By choosing specific words, the writer can easily influence the reader’s opinion about the article. Certain words give the reader a different meaning. In an article, “Health care to receive $3. 8 billion injection”, in The Toronto Star, on October 22, 1999, the Governor, Hilary Weston, is reading a passage from a “throne speech ” given by the government to introduce a Patient’s Bill of Rights. By using the word, throne, the writer suggests that the speech given is very important. During this speech, there is a “caucus chuckle” from a Liberal at the meeting.

The writer uses caucus to indicate that it is more than a normal chuckle during an important speech. This bias is used to manipulate the reader into thinking that the Liberal is careless about the governments speech. This type of bias is shown in many print media sources to create an image of something that might not be there. One of the strongest types of bias is through omission. It is easy for a writer to leave out facts, whether they are important or not. By leaving out certain facts in an article, it only gives the reader one side of the situation.

A writer can either give the good side or the bad. Very rarely will a reader get both sides of the product or incident. The Globe and Mail, on October 7, 1999, demonstrates this bias in the article ” To your health”, by printing about how alcohol can “help repair liver damage”, but what it does not print are the negative effects alcohol can have on people. The readers read the good in drinking, but they do not see the other side effects of doing so. The Toronto Star, on November 1, 1 999, in the article, “Chronic sleep debt may raise risk of diabetes”, also sees bias through omission.

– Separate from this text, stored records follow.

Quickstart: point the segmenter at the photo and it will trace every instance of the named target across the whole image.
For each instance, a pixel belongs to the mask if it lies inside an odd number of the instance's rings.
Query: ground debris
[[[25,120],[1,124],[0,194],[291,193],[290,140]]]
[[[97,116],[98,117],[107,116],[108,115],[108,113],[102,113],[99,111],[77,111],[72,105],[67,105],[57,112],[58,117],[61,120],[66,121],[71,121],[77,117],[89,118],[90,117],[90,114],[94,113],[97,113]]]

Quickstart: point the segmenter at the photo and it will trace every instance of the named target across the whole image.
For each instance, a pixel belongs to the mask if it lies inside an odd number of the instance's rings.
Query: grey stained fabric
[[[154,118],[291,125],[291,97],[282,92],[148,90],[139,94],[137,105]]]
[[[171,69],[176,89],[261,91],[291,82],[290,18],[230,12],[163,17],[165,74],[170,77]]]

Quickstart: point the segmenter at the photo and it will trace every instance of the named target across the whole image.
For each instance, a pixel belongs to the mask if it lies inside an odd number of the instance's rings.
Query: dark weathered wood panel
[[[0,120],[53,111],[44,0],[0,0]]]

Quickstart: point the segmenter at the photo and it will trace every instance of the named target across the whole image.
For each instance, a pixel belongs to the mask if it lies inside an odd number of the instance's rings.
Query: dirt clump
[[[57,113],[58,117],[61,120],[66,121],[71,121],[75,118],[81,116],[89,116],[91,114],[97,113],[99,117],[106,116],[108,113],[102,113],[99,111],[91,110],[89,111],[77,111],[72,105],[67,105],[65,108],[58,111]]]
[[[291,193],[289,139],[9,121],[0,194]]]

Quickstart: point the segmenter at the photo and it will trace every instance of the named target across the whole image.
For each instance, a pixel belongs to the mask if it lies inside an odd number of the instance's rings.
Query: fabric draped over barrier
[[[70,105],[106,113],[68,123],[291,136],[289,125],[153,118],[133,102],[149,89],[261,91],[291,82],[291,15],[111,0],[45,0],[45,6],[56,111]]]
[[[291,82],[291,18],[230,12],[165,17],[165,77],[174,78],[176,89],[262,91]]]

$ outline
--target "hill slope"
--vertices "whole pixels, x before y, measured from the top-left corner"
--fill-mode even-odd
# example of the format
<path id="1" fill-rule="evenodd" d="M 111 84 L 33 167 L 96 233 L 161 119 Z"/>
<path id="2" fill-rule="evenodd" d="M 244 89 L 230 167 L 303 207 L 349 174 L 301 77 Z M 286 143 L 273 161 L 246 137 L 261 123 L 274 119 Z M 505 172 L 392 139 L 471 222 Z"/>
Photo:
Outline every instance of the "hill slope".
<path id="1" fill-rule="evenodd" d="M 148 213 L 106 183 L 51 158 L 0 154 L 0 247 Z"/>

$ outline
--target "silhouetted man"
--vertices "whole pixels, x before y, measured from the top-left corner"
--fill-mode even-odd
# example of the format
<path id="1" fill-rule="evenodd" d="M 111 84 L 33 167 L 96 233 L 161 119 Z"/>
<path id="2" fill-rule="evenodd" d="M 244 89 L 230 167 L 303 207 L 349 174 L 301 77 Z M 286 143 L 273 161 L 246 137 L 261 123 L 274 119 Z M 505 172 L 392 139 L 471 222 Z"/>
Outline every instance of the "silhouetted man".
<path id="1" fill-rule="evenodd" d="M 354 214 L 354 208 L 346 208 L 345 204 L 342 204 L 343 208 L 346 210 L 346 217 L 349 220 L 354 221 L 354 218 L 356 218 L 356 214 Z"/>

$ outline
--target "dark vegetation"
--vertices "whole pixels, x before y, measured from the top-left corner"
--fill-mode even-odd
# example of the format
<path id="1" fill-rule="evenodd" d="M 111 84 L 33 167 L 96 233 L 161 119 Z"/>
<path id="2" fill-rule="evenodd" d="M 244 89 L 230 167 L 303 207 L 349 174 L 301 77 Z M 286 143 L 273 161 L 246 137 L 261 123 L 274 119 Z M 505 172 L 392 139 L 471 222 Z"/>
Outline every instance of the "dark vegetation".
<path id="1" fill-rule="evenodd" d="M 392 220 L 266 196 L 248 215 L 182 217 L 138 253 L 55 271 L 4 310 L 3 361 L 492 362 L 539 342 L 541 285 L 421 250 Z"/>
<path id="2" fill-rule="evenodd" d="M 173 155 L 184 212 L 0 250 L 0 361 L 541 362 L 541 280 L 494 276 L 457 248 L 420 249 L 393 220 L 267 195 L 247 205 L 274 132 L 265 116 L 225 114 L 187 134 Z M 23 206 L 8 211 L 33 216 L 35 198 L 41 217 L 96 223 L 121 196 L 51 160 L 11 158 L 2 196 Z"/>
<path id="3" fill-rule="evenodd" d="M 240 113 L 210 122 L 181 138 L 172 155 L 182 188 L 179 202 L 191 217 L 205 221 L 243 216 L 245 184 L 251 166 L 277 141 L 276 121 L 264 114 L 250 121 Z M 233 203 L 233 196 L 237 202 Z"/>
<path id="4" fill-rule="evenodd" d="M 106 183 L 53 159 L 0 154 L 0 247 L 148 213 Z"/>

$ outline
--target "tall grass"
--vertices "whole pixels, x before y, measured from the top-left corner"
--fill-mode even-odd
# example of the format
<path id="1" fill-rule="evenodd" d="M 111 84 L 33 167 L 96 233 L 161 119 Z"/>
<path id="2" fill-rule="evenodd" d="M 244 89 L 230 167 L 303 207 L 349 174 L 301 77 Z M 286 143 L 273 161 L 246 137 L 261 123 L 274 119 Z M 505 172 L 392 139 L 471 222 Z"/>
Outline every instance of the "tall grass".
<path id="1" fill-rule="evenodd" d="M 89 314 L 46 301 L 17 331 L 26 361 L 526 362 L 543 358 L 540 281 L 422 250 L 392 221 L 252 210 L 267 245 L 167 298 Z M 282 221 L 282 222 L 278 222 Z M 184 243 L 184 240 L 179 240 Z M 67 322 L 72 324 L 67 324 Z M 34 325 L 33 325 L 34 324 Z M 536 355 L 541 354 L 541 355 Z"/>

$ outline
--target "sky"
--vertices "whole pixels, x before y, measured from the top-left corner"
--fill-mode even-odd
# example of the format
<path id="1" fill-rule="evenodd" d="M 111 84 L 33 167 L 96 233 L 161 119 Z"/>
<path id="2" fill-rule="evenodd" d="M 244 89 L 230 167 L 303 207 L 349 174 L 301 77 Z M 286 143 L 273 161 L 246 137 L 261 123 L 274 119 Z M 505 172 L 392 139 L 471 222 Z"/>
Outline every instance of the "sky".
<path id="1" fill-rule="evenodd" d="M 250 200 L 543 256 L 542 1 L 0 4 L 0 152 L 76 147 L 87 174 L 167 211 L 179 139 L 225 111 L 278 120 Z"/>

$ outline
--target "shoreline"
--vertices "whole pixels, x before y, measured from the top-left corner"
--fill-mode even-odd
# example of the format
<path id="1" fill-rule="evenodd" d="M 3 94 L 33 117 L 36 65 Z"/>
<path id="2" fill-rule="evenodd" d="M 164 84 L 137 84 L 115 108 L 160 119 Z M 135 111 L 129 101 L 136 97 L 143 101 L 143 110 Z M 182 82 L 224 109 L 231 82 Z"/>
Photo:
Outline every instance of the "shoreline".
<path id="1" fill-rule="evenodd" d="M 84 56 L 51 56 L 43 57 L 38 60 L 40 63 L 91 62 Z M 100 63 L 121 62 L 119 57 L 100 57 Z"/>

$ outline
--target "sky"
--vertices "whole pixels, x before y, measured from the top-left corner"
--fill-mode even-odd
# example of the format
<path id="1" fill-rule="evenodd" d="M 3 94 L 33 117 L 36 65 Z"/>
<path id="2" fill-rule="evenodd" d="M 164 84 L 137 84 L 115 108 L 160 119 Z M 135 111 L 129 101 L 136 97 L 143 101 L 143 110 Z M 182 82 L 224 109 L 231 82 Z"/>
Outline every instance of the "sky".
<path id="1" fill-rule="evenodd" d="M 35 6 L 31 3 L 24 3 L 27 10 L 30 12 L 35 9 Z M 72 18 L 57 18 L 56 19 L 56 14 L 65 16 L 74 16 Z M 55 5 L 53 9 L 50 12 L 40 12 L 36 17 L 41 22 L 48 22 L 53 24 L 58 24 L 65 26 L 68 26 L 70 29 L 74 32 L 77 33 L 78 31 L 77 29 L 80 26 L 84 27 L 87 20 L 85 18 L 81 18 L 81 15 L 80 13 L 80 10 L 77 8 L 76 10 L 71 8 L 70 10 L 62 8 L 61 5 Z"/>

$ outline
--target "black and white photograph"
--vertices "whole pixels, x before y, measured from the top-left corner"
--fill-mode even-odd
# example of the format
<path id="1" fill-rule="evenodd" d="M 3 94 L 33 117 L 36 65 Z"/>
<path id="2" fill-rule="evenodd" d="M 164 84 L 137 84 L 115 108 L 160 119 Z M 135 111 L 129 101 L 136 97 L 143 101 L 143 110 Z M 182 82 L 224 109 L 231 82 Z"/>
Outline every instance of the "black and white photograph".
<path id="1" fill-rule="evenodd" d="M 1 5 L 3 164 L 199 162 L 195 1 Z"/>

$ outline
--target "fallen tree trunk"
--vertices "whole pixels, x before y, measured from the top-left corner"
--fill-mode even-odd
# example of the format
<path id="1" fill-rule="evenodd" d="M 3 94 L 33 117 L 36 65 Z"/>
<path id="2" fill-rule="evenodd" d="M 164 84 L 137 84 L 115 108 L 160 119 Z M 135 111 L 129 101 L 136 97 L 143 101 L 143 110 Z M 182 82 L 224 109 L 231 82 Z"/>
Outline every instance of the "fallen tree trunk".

This article talks about how less sleep can harm a person’s health, especially the younger generation. When the actual study is done, the only people tested were young males, eliminating the females and the elders; “the study involved 11 healthy young men”. Although the study is done, the only results given are for young men. The body of a man and a woman are different; therefore, both need separate results, as well as elders. By only printing the results of the men, the article has eliminated the women and the elders.

Eliminating certain information can leave the reader unaware with the information given. Omission is a strong type of bias that is used in many articles. Although bias is hard to point out, it is often there. Some are drawn to an article because of the types of the types of bias that have been used, such as statistics and crowd counts, word choice and tone and omission. Statistics and crowd counts give an estimated amount of people or things, but barely ever give an exact number. Word choice and tone can influence the reader’s opinion about the article.

Omission only gives one thing Or the other, leaving the reader unaware Of the other side Of the situation. By using bias in print media sources, a writer can manipulate the reader into believing something that might not be true. The writer has many ways to blend in the bias with their article and it is often done so. The reason for bias is to attract the reader into reading certain articles that might be passed by. Articles should be read and analyzed thoroughly in order to get the full meaning of what is being said.